AB ülkelerinin halen Türkiye’den çok sayıda rüzgar türbini ekipmanı ithal ettiğini hatırlatan Dickson, “Mükemmel bir tedarik zinciriniz var ve AB bundan dolayı çok müteşekkir” dedi. AB ülkelerinin ekipmandan daha fazlasını istediğini kaydeden Dickson, “Çünkü Avrupa Birliği’ndeki yeni rüzgar santrallerinin kapasitesini iki katına çıkaracağız. Artık Birlik içinde daha çok fabrika kuracağız ama sizin Türkiye’deki fabrikalarınıza da ihtiyacımız olacak” dedi.
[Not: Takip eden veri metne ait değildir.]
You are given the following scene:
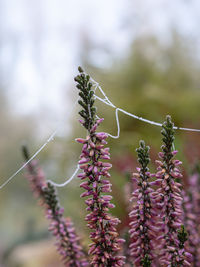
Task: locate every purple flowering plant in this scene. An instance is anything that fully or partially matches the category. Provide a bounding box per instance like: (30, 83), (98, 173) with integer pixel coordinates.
(22, 146), (88, 267)
(22, 67), (200, 266)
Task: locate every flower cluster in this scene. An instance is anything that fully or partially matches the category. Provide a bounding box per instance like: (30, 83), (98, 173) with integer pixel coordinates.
(75, 68), (125, 266)
(43, 182), (89, 267)
(154, 116), (190, 266)
(22, 145), (47, 200)
(129, 141), (158, 267)
(183, 170), (200, 266)
(76, 119), (125, 266)
(128, 116), (192, 266)
(22, 146), (88, 267)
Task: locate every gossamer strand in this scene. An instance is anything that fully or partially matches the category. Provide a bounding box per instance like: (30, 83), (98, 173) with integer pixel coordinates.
(1, 69), (200, 190)
(90, 74), (200, 137)
(22, 146), (89, 267)
(75, 67), (125, 266)
(0, 98), (79, 190)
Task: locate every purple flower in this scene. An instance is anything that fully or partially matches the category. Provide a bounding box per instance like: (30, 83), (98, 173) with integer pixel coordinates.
(43, 183), (89, 267)
(77, 118), (125, 266)
(154, 116), (190, 266)
(129, 141), (159, 266)
(22, 146), (88, 267)
(183, 171), (200, 266)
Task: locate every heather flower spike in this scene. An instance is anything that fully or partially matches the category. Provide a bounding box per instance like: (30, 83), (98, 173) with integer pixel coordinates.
(183, 168), (200, 266)
(74, 66), (96, 131)
(22, 145), (47, 199)
(22, 145), (89, 267)
(43, 183), (89, 267)
(129, 141), (158, 267)
(75, 67), (125, 266)
(155, 116), (191, 266)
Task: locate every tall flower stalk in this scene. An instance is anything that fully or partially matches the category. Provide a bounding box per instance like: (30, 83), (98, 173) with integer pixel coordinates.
(22, 146), (89, 267)
(155, 116), (190, 266)
(183, 170), (200, 266)
(75, 67), (125, 266)
(129, 141), (158, 267)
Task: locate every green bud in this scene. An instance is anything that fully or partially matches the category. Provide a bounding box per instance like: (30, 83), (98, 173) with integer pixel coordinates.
(78, 66), (84, 73)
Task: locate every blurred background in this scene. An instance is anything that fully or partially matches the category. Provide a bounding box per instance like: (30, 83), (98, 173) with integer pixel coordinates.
(1, 0), (200, 266)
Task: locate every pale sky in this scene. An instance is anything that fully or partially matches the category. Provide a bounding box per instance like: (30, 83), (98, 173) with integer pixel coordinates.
(0, 0), (200, 129)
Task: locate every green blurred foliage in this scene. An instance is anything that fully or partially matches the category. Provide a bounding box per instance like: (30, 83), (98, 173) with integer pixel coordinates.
(56, 33), (200, 234)
(2, 32), (200, 266)
(85, 32), (200, 165)
(76, 32), (200, 226)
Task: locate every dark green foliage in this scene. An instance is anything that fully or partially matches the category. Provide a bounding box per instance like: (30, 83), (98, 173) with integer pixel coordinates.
(141, 254), (152, 267)
(177, 225), (188, 249)
(161, 115), (175, 157)
(21, 145), (37, 176)
(74, 66), (96, 131)
(22, 145), (30, 162)
(136, 140), (150, 172)
(43, 182), (59, 216)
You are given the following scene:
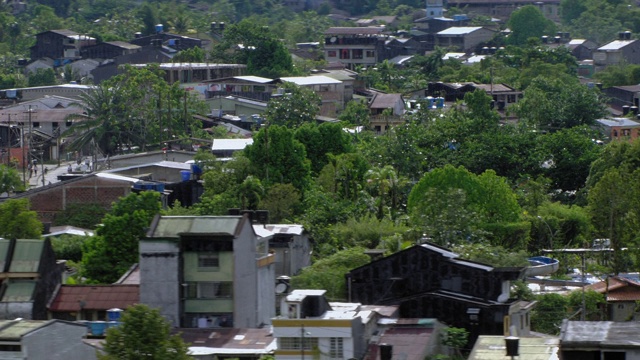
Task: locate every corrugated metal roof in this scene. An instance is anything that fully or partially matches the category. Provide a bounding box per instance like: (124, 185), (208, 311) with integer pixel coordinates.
(561, 321), (640, 347)
(324, 27), (385, 35)
(280, 75), (342, 86)
(364, 326), (437, 360)
(438, 26), (483, 35)
(370, 93), (403, 109)
(178, 328), (275, 352)
(468, 335), (559, 360)
(9, 240), (43, 273)
(147, 216), (243, 238)
(597, 118), (640, 128)
(1, 281), (36, 302)
(598, 40), (637, 51)
(43, 225), (94, 237)
(48, 285), (139, 312)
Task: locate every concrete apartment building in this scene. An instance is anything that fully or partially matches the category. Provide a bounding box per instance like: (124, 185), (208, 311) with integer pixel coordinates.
(139, 214), (276, 329)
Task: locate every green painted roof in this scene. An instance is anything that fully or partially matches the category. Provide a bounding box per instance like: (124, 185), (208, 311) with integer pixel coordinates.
(0, 240), (10, 271)
(1, 281), (36, 302)
(147, 216), (243, 238)
(9, 240), (43, 273)
(0, 320), (50, 340)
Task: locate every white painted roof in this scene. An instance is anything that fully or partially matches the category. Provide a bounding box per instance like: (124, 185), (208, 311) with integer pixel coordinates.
(280, 75), (342, 85)
(211, 138), (254, 151)
(598, 40), (636, 51)
(286, 289), (326, 302)
(438, 26), (482, 35)
(234, 75), (273, 83)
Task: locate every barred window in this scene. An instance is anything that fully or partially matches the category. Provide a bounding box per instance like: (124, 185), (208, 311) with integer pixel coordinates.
(279, 337), (317, 350)
(329, 337), (343, 358)
(198, 253), (219, 269)
(187, 282), (232, 299)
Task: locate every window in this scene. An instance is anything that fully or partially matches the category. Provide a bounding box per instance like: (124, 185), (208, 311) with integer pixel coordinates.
(198, 253), (219, 269)
(187, 282), (232, 299)
(352, 49), (363, 59)
(33, 122), (40, 128)
(366, 50), (375, 58)
(328, 50), (337, 57)
(330, 338), (343, 358)
(340, 49), (350, 59)
(279, 337), (318, 350)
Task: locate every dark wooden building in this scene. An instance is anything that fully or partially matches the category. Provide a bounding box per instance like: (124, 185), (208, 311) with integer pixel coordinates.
(346, 243), (528, 345)
(30, 30), (96, 62)
(80, 41), (141, 60)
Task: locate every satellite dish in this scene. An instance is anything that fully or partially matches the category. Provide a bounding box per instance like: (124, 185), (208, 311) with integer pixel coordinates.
(330, 37), (337, 43)
(275, 282), (289, 294)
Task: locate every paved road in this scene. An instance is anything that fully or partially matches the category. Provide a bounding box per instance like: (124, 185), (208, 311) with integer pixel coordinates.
(24, 160), (80, 189)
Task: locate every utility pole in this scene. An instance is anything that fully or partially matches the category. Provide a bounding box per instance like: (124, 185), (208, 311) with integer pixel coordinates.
(6, 114), (10, 167)
(300, 325), (305, 360)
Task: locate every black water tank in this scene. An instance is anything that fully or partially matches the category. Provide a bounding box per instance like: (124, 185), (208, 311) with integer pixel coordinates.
(380, 343), (393, 360)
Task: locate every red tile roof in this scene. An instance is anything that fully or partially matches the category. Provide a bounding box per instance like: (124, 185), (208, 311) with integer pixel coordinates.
(48, 285), (139, 312)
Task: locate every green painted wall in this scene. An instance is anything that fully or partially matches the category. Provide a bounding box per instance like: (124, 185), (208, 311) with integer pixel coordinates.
(183, 251), (234, 281)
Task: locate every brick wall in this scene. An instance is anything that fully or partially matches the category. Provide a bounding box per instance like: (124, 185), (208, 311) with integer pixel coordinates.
(18, 176), (132, 222)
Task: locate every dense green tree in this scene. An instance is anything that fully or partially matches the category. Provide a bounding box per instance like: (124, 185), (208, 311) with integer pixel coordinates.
(586, 138), (640, 189)
(244, 125), (312, 191)
(0, 199), (42, 239)
(99, 304), (190, 360)
(259, 183), (301, 223)
(65, 65), (205, 156)
(408, 165), (523, 246)
(172, 47), (205, 63)
(27, 68), (56, 87)
(338, 99), (370, 128)
(291, 247), (371, 301)
(330, 215), (410, 249)
(560, 0), (588, 24)
(531, 293), (567, 334)
(136, 3), (159, 36)
(588, 167), (640, 274)
(52, 203), (106, 228)
(264, 82), (320, 128)
(50, 234), (86, 262)
(516, 77), (607, 130)
(507, 5), (556, 45)
(0, 164), (24, 194)
(536, 126), (604, 193)
(294, 122), (353, 175)
(81, 191), (161, 283)
(211, 19), (293, 77)
(594, 63), (640, 88)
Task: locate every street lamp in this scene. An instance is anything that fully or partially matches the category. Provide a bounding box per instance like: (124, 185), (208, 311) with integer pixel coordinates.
(537, 216), (554, 250)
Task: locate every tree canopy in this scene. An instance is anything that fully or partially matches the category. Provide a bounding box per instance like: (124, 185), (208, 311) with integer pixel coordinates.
(99, 304), (190, 360)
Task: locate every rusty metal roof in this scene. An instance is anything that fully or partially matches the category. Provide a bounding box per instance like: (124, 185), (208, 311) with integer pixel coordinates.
(325, 27), (385, 36)
(370, 93), (403, 109)
(47, 284), (139, 312)
(177, 328), (275, 351)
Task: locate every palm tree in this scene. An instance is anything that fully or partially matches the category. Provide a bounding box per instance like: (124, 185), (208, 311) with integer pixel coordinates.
(63, 83), (128, 157)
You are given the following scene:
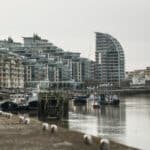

Enerji teknolojileri ve nadir elementler ilişkisine de değinen Giles Dickson, Avrupa Birliği’nin rüzgar türbinlerindeki kalıcı mıknatısların önemli bir girdisi olan neodimyum, disprosyum gibi nadir toprak elementleri konusuyla da yakından ilgilendiğini vurguladı. Avrupa’nın halen bu konularda da neredeyse tamamen Çin’e bağımlı durumda olduğunun altını çizen Dickson “Dolayısıyla bu bağımlılığı azaltmak istiyoruz. Arzı çeşitlendirmek istiyoruz. Ve Türkiye’de kaynaklarınız olduğundan, AB bu potansiyeli geliştirmek için sizinle birlikte çalışmak istiyor” ifadelerini kullandı. Türkiye’nin cam elyaf konusunda da oldukça büyük bir potansiyele sahip olduğunu kaydeden Wind Europe CEO’su Giles Dickson,“- Pervaneler için anahtar unsur budur. Hammaddeler halen Çin’den geliyor ama siz onları burada, Türkiye’de işliyorsunuz ve biz sizden bunu daha da fazlasını yapmanızı istiyoruz” diye konuştu.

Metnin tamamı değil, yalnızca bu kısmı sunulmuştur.